Posted: Sun Oct 30, 2022 1:12 pm
by orin stepanek
Twas a dark and stormy night and the ghosts were having a great time dancing in the green aurora lit sky at Hverir Iceland! Wooooo!
Hverir_Vetter_960.jpg
Kudos to Stephany Vetter for an amazing photo!

Re: APOD: Night on a Spooky Planet (2022 Oct 30)

Posted: Sun Oct 30, 2022 2:14 pm
by Cousin Ricky
APOD Robot wrote: Sun Oct 30, 2022 4:05 am And pretty soon, ghostly shapes may dance in your neighborhood too.
Not bloody likely.

Re: APOD: Night on a Spooky Planet (2022 Oct 30)

Posted: Sun Oct 30, 2022 4:21 pm
by Jim Armstrong
Halloween is the perfect bah humbug holiday.
Aurorae can be (and have been?) seen by only 2% of human beings.
I suppose that may be why photographs of them are so popular, but I would guess that APOD pics of them are way more than 2% of the total historically..
Seems out-of-balance, especially since I would call them terrestrial phenomena, not astronomical.
Bah, Humbug!

Re: APOD: Night on a Spooky Planet (2022 Oct 30)

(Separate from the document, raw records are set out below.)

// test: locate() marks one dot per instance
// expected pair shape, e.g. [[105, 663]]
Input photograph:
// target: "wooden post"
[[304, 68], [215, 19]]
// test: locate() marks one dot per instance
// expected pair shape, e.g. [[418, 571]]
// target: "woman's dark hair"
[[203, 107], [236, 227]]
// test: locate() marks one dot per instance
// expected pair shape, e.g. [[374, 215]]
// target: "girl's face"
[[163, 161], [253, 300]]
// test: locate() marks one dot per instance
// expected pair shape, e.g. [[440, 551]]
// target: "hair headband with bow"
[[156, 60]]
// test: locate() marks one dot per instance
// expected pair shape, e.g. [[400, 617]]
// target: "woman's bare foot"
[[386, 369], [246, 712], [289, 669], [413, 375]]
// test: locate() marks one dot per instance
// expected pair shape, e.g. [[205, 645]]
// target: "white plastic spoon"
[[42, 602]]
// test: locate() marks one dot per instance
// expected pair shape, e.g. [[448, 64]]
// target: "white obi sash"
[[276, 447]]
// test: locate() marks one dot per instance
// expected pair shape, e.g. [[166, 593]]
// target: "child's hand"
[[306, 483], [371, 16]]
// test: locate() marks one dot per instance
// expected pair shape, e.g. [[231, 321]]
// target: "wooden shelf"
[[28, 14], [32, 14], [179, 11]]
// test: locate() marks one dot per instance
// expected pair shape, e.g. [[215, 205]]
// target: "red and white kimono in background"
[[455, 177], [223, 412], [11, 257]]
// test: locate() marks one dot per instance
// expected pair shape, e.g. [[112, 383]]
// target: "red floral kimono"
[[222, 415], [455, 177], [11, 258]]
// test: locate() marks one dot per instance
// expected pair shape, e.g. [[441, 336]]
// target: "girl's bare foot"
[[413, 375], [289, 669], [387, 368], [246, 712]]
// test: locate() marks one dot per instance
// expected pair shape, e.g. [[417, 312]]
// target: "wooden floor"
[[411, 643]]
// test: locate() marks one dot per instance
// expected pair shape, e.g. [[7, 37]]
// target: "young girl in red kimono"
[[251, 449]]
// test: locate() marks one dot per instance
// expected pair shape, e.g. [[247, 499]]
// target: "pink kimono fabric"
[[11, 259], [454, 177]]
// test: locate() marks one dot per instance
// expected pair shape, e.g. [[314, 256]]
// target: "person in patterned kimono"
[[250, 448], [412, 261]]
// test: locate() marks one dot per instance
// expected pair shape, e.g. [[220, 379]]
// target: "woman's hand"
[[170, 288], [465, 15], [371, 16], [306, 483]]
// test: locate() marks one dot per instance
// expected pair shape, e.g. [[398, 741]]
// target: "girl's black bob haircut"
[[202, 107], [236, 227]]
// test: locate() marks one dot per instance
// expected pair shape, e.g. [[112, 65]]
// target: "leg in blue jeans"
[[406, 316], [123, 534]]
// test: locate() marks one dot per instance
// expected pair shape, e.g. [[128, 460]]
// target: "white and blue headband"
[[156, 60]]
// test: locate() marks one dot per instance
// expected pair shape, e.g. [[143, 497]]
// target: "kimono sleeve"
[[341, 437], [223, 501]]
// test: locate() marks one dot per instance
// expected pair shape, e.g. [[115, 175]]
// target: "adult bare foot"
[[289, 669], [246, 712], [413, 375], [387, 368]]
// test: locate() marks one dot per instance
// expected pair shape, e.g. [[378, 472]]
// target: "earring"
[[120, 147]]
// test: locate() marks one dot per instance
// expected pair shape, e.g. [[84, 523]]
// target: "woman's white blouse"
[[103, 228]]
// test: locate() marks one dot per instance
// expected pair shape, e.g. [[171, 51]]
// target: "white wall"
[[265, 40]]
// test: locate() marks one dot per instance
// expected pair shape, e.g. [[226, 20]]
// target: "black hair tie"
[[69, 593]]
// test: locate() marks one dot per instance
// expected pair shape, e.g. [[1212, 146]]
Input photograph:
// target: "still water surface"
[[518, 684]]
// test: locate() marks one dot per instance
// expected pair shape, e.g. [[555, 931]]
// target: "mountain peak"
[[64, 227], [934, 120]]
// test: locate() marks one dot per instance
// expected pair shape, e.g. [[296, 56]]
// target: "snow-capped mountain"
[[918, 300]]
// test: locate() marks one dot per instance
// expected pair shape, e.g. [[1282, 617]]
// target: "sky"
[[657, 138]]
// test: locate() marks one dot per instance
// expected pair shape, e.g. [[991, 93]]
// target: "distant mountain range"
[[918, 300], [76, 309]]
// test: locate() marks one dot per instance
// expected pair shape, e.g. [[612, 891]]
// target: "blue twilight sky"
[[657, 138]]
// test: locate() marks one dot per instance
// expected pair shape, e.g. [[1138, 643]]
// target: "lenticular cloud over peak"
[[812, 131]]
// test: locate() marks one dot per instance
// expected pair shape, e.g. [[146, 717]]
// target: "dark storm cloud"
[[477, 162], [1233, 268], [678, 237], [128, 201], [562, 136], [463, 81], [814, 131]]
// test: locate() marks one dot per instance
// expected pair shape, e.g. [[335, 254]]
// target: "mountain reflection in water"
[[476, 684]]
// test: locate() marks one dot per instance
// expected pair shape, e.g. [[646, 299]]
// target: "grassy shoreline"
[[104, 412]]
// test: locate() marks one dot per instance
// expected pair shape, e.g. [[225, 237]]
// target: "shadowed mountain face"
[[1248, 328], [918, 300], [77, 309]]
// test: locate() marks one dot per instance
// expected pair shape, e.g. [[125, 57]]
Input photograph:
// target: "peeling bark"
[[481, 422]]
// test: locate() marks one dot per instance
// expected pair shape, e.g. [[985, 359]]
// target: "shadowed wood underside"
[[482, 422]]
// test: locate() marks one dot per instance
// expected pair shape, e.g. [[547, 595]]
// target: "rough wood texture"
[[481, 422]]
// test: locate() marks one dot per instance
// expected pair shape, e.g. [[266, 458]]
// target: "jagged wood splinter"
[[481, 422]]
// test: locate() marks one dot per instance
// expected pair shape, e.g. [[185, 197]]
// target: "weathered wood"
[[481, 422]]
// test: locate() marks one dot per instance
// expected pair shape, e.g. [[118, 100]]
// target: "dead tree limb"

Posted: Mon Oct 31, 2022 1:08 am
by Cousin Ricky
Jim Armstrong wrote: Sun Oct 30, 2022 4:21 pm Aurorae can be (and have been?) seen by only 2% of human beings.
I suppose that may be why photographs of them are so popular, but I would guess that APOD pics of them are way more than 2% of the total historically..
That’s a strange criterion for selecting APOD photos. Total solar eclipses are seen by far fewer people than partial solar eclipses. Should APOD proportion them accordingly? And lunar eclipses are seen by even more people still! They would certainly crowd out many other pictures, such as JWST interpretations, which literally nobody has seen or can see.
Jim Armstrong wrote: Sun Oct 30, 2022 4:21 pm Seems out-of-balance, especially since I would call them terrestrial phenomena, not astronomical.
I have seen a rebuttal to the point of view that Galileo dethroned the Earth: that one can instead say he elevated Earth to the heavens.